“We’re hoping that we can get a defenceman signed through college free agency,” said Canucks GM Jim Benning on Monday. A day later, those hopes were affirmed, as they inked Princeton defenceman Josh Teves to a one-year contract.
That one year, incidentally, is this year. According to Benning, he could only be signed to a one-year Entry Level Contract because of his age. That means the 24-year-old Teves will become a Restricted Free Agent in the summer and will need a new contract before next season.
Teves will join the Canucks immediately and could actually make his Canucks debut before Quinn Hughes, who signed earlier this week but is recuperating an ankle injury.
As might be expected, Benning is high on his new signing.
“He’s a smart two-way defenceman; always makes good decisions with the puck,” he said in a phone interview with Province reporter Patrick Johnston. “A good passer. He’s a little bit older, so physically he’s mature.”

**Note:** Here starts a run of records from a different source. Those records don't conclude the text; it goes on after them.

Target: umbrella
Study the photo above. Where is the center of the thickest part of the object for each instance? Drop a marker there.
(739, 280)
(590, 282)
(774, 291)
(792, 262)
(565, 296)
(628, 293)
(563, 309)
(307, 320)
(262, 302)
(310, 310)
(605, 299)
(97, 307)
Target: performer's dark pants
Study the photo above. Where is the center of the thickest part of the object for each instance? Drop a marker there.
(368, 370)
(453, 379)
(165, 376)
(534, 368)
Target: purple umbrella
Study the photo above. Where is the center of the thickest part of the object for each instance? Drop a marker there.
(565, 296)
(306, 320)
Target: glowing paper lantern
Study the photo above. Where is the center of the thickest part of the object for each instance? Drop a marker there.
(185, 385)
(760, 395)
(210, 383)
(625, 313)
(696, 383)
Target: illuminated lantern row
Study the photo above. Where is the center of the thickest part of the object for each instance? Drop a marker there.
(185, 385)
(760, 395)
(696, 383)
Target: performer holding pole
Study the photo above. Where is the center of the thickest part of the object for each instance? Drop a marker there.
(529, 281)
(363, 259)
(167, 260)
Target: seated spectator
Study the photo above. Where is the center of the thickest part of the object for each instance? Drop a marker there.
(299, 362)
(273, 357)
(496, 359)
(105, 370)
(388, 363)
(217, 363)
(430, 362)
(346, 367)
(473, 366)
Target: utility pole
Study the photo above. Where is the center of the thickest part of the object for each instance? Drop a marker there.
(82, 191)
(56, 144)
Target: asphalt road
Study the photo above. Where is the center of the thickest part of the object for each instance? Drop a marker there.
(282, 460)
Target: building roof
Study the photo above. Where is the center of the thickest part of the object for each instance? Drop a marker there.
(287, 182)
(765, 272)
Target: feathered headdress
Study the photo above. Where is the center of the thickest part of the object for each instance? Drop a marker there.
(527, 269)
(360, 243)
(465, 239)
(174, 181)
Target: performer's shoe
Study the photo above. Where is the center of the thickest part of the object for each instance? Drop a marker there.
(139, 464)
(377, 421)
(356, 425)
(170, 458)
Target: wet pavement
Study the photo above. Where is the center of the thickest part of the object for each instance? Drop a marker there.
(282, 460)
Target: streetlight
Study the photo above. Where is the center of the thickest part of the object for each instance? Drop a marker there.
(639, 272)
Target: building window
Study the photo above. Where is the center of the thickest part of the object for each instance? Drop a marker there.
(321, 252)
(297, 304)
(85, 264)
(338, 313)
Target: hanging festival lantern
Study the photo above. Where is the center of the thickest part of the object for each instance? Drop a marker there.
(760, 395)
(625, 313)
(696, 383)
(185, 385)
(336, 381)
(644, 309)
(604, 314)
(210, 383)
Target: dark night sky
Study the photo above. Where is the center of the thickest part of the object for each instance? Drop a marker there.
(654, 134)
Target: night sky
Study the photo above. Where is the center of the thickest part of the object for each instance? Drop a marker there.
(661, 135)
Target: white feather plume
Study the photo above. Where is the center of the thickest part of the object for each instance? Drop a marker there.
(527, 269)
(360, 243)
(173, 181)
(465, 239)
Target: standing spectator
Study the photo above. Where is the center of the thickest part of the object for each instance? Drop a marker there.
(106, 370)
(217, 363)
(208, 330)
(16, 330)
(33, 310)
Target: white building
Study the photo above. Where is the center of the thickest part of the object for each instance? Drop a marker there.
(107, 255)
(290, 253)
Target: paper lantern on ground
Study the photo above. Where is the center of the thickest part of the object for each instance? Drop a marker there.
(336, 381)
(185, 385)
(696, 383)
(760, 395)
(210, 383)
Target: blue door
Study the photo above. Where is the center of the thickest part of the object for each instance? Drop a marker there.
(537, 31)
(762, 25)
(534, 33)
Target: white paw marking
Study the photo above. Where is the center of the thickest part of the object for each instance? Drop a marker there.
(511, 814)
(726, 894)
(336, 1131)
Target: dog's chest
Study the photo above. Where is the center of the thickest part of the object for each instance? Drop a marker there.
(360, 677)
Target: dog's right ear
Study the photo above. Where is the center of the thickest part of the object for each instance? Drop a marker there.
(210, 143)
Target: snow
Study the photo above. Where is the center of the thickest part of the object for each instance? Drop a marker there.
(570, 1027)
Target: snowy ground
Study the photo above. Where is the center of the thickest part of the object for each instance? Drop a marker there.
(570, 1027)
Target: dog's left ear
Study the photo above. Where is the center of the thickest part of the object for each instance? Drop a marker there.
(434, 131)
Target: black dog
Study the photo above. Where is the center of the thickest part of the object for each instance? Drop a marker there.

At 24, Teves should be hitting the prime of his career, but he’s always been a late bloomer.
“I went to a really academic-focused school in Calgary and it wasn't until later in life that I got into more competitive hockey,” he said back in 2015 before heading to Princeton. “I was cut from teams plenty of times, which made me just push that much harder to play at that high level.”
Teves didn’t even play Junior A hockey until he was 19, when he joined the Merritt Centennials in the BCHL. Before that, he played Junior B hockey at 18, and was still in Midget AAA in his draft year. That’s not the typical path of a high-level prospect with NHL aspirations, but he attracted the attention of Princeton University when he tallied 33 points in 57 games with the Centennials.
At Princeton, Teves quickly established himself as a key part of the Tigers defence and truly took off in his sophomore season.
“I’ve never covered a player who’s had a steeper or more incredible development curve than Josh Teves,” tweeted Jashvina Shah, who covered Princeton hockey when Teves was recruited. “Coming out of juniors, no one really wanted him that much.”
That certainly changed. In his junior year, Teves tallied 33 points in 31 games and attracted some serious NHL attention. The Canucks took interest, inviting him to their 2018 prospect development camp.
“It is such a neat story because he hasn't always been the top recruit or the best prospect,” said his Junior A head coach Luke Pierce. “He is a late-bloomer and nothing has been easy for him. He had to take the back roads to get to where he is and at the end of the day he reached the level he always wanted.”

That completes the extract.